UnWeb outputs strict CommonMark, not GitHub Flavored Markdown. This was intentional:

Why CommonMark?

  • Universal standard
  • Predictable parsing
  • Better for LLMs (less ambiguity)
  • Smaller output (no GFM extensions)

If you need GFM, the conversion is straightforward.

What’s Next for UnWeb

We’re keeping it focused, but here’s what’s on the roadmap:

Phase 2:

  • URL fetching (pass a URL, get markdown back)
  • Batch processing UI
  • Custom extraction rules

Phase 3:

  • Conversion history
  • API authentication
  • Webhook support for CI/CD

Maybe:

  • Browser extension
  • CLI tool
  • Language bindings (Python, JavaScript)
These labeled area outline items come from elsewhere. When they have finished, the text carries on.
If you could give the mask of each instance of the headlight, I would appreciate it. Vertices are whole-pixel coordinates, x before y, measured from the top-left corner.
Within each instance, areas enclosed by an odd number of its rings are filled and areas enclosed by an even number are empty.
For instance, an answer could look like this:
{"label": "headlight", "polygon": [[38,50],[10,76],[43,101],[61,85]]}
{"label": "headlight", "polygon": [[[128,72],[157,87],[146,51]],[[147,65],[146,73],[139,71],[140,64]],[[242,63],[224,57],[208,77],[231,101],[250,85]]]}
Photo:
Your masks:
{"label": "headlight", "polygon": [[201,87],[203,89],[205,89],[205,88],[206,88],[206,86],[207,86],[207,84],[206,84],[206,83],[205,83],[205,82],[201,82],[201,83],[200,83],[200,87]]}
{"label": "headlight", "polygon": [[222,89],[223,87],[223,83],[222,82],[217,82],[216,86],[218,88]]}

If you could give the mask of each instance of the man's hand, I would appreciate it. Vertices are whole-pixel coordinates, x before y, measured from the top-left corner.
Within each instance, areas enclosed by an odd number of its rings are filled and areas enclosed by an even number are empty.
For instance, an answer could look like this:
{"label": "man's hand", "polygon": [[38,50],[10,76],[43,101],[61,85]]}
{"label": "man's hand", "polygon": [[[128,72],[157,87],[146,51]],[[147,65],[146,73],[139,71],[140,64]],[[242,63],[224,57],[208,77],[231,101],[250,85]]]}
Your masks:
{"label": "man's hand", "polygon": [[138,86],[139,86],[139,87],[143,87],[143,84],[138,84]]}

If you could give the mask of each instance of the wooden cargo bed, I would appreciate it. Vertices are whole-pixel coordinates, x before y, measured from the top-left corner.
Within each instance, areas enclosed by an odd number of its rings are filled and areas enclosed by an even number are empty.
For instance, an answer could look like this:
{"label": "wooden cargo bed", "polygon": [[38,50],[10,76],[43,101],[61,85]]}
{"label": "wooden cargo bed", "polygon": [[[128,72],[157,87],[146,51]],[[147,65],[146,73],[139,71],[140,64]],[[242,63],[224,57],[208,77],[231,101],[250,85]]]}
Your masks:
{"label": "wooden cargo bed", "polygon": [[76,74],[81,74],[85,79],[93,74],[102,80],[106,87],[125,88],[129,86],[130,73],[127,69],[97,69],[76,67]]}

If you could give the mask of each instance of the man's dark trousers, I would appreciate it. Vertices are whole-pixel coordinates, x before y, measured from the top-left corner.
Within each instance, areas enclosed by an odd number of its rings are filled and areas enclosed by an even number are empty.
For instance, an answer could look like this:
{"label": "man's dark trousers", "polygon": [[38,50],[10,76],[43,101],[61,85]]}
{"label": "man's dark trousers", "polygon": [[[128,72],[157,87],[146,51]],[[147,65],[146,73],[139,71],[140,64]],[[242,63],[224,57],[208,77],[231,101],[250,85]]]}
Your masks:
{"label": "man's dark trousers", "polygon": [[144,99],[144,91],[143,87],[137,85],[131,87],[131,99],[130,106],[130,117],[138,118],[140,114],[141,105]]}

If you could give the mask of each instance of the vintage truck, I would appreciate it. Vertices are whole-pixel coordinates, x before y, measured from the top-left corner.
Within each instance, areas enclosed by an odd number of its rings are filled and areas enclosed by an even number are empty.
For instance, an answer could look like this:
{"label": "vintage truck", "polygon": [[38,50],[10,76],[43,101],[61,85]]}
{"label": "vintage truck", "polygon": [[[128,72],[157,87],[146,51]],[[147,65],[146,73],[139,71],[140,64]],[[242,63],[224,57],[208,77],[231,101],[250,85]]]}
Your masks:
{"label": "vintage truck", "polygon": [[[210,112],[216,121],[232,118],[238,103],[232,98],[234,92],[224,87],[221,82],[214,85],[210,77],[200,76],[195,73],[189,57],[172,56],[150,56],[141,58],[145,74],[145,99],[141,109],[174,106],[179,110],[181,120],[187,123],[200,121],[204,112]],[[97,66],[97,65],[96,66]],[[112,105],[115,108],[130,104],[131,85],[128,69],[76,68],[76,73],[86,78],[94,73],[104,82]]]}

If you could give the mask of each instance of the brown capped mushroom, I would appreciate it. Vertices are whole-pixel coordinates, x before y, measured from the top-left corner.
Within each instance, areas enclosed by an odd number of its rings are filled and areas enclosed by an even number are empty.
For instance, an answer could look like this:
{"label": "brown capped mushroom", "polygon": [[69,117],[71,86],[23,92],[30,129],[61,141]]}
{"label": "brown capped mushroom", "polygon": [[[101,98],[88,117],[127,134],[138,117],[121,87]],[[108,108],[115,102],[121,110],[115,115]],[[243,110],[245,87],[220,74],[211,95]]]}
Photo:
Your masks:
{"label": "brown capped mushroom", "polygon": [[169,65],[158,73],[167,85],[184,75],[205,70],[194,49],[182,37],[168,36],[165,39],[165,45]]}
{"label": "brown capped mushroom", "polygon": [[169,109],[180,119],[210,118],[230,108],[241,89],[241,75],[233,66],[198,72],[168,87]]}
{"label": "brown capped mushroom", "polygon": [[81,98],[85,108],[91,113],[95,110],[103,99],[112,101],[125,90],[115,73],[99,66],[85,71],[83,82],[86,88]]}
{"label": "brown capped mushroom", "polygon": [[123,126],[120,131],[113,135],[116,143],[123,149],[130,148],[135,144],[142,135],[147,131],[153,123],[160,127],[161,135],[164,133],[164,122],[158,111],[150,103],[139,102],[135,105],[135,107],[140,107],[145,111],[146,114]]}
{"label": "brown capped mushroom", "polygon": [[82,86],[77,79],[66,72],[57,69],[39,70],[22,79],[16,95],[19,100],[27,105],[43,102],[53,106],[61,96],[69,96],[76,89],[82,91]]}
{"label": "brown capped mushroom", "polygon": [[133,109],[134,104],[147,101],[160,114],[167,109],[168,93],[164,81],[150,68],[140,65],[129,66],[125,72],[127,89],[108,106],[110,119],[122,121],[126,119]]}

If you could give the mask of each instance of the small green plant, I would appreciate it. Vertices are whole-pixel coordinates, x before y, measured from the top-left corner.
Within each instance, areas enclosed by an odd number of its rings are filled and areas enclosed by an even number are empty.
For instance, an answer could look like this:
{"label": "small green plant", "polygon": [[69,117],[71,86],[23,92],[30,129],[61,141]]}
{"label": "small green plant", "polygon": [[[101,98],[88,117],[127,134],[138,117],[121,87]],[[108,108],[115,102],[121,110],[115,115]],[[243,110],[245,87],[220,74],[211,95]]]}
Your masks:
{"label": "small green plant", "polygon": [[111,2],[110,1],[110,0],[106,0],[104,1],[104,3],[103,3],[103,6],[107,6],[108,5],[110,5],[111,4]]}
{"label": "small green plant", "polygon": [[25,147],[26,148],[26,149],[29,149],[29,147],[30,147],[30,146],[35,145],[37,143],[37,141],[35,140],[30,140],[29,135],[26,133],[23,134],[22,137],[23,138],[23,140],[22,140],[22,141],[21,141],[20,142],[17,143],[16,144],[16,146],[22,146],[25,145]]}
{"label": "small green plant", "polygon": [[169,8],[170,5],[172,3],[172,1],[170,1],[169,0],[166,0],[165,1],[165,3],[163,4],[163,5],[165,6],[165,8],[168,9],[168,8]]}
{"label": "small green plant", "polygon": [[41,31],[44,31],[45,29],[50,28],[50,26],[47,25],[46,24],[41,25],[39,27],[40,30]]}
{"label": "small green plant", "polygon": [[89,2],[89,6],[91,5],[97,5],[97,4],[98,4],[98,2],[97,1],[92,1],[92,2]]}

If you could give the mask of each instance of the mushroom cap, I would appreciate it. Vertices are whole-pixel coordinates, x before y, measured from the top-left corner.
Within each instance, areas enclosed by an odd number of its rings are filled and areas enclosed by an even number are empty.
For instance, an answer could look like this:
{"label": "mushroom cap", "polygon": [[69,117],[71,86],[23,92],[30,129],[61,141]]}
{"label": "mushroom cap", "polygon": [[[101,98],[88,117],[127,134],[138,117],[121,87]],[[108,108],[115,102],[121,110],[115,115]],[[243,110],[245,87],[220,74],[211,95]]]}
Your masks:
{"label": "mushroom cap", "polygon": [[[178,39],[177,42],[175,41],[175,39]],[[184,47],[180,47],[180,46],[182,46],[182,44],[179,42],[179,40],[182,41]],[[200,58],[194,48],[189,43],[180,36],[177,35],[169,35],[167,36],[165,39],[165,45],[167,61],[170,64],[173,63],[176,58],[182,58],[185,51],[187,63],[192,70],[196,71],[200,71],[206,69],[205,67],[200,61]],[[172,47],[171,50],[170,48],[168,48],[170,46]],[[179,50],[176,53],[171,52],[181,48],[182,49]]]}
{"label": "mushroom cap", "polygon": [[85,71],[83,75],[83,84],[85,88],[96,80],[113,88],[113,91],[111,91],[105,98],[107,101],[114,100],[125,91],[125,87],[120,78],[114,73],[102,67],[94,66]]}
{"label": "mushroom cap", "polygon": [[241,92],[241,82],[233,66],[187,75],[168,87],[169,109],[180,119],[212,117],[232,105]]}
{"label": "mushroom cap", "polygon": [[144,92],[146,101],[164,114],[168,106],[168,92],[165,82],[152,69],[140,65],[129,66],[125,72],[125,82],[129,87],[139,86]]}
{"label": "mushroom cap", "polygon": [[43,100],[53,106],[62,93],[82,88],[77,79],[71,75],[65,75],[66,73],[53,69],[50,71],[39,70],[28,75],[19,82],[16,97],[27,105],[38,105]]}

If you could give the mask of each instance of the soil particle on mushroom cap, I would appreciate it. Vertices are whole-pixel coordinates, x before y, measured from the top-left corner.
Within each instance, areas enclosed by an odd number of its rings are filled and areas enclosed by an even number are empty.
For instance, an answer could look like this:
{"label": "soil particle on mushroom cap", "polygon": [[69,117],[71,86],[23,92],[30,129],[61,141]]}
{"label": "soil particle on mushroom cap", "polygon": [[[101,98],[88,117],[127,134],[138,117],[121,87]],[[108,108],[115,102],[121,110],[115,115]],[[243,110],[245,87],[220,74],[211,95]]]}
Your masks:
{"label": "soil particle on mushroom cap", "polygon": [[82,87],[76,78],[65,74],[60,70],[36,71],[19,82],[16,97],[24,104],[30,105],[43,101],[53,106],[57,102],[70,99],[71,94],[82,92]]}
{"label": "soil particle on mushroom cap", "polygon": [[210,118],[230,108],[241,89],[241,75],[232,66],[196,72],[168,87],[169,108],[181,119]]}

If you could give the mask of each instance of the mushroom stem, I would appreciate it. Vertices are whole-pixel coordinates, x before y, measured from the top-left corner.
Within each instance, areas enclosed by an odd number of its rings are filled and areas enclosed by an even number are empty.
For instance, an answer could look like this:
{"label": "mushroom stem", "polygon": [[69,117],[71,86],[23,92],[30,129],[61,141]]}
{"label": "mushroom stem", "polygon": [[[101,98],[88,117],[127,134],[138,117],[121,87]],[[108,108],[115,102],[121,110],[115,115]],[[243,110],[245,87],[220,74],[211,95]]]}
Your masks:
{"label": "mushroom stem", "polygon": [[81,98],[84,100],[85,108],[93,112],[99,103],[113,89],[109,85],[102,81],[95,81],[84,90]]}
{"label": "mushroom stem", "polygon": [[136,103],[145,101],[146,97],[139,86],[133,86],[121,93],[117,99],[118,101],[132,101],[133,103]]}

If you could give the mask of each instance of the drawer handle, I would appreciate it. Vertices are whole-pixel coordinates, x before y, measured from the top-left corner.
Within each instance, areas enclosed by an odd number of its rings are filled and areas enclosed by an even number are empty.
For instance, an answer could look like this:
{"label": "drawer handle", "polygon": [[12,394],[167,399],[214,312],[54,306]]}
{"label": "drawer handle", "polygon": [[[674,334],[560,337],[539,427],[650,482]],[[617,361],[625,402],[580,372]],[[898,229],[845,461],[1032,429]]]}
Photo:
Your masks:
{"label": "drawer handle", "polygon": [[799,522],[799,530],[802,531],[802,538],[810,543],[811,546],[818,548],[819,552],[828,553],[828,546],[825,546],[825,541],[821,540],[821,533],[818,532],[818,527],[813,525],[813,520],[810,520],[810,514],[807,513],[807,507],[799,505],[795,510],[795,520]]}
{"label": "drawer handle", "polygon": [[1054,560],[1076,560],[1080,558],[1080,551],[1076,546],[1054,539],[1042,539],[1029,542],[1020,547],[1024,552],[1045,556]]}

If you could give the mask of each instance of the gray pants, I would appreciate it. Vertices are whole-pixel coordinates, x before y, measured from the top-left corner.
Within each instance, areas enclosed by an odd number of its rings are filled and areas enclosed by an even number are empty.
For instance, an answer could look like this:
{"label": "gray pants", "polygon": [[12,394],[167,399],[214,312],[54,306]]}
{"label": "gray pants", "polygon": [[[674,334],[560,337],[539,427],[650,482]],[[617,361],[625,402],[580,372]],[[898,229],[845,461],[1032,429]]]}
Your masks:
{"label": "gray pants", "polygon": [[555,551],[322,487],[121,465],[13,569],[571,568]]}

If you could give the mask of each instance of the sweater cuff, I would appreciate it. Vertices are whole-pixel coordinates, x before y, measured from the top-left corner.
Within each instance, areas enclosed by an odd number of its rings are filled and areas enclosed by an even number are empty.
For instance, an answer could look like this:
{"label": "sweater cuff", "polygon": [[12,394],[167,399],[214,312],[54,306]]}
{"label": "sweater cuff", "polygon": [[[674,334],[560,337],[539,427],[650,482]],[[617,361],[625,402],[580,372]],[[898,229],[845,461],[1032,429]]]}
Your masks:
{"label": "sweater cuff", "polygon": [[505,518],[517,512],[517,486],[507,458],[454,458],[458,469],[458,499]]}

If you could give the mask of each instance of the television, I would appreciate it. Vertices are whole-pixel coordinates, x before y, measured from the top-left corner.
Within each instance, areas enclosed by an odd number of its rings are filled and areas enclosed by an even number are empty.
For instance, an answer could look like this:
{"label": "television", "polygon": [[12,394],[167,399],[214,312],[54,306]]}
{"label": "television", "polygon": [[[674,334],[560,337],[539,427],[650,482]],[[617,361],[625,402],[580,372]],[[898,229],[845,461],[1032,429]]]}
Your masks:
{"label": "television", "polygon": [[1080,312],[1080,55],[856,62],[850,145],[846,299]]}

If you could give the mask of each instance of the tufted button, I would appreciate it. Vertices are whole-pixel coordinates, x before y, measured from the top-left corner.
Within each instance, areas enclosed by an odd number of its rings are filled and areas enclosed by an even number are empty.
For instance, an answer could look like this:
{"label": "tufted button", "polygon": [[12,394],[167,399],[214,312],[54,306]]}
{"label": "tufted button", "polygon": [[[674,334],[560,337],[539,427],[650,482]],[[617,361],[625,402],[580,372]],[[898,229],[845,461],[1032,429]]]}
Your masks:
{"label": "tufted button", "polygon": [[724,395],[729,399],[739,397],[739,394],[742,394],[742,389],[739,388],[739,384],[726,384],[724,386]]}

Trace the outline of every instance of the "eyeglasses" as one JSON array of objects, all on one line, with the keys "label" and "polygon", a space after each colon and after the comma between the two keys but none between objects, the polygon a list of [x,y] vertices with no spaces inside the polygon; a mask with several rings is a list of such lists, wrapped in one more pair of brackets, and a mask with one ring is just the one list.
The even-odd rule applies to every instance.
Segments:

Try It for Your AI Workflow

If you’re building AI agents that need to consume web content, give UnWeb a shot:

  1. Clone/Deploy: Get it running in 2 minutes
  2. Test with your content: Throw real HTML at it
  3. Measure the difference: Compare token usage before/after
  4. Integrate: Add it to your AI pipeline

Links:

Final Thoughts

We’re in the age of agentic AI. Your AI assistants, research agents, coding copilots—they all need clean, structured content to work effectively.

HTML was built for browsers. Markdown is built for humans (and now, AI agents).

UnWeb is the bridge.

It’s not glamorous infrastructure. It won’t make headlines. But it’s the kind of tool that makes your AI systems work better, cost less, and scale further.

And that’s exactly what good infrastructure should do.